Track 4 Extending Spark SQL UDF and UDAF in java

Abstract

This track explains how you implement your spark SQL udf and udaf.

Such implementation will be directly usable within an SQL query for both spark java and python.

Checkout the $PUNCHPLATFORM_CONF_DIR/training/aim/track4 folder. All files referenced in this chapter are located in that folder. First read carefully the README.md file.

Dependency Management

Read the Depedency Management Guide to understand the issues at stakes.

Development

UDF

Stands for user defined function.

A function that will be applied to a spark dataframe row by row.

UDAF

Stands for user defined aggregated function.

A function that will be applied to a spark dataframe with N rows and M columns.
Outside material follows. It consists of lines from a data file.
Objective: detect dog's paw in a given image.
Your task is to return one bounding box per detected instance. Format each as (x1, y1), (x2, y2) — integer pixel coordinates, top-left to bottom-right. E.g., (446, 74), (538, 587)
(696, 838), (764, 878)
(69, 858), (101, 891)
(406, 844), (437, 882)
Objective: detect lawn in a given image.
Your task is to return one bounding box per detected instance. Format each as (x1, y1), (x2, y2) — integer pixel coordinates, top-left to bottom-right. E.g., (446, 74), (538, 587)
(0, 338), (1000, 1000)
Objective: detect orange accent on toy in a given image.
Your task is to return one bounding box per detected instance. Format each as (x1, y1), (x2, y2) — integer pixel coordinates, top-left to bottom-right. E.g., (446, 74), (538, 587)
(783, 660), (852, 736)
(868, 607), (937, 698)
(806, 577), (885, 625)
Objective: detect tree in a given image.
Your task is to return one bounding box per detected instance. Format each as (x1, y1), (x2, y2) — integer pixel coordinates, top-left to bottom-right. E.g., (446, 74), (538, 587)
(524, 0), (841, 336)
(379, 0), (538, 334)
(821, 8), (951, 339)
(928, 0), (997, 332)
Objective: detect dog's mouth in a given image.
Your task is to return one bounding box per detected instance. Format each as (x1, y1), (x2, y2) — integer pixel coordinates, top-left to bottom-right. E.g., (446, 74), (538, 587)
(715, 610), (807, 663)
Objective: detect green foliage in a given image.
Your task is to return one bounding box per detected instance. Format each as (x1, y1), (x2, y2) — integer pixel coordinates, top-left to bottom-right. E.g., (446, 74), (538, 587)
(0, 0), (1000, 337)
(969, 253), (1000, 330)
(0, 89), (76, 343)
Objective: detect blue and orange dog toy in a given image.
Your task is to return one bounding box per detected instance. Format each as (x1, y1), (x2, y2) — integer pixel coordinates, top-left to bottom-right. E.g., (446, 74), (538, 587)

The function will output a single row and column value by aggregating all the inputted rows.

Audience

To benefit from spark sql optimization engine, new implementation of spark UDF function should be done in JAVA and SCALA.

UDAF on the other hand can only be implemented in JAVA and SCALA.

You can use the IDE (or text editor) of your choice.

Use the punchpkg tool to package and deploy your nodes on your local standalone platform. Refer to the PunchPkg Section

Example

Working directory

cd $PUNCHPLATFORM_CONF_DIR/training/aim/track4

Prerequisite

  • A standalone installed: https://punchplatform.com
  • Basic knowledge on Spark DataTypes/Scala DataTypes
  • Basic knowledge on Spark API: UDF

UDF & UDAF: Try it out !

Use maven to package the compiled bytecodes in a jar

Checkout the implementation

StrToArrayString.java

SumAggregate.java

# build the project
mvn clean install

# a jar with dependencies is generated in $(pwd)/target
# install it with punchpkg
punchpkg spark install target/punchplatform-udf-starter-kit-*-jar-with-dependencies.jar

# now try without the installed udf dependency
punchlinectl start -p before_udf_helloworld.yaml

# let's try with our udf dependency
punchlinectl start -p after_udf_helloworld.yaml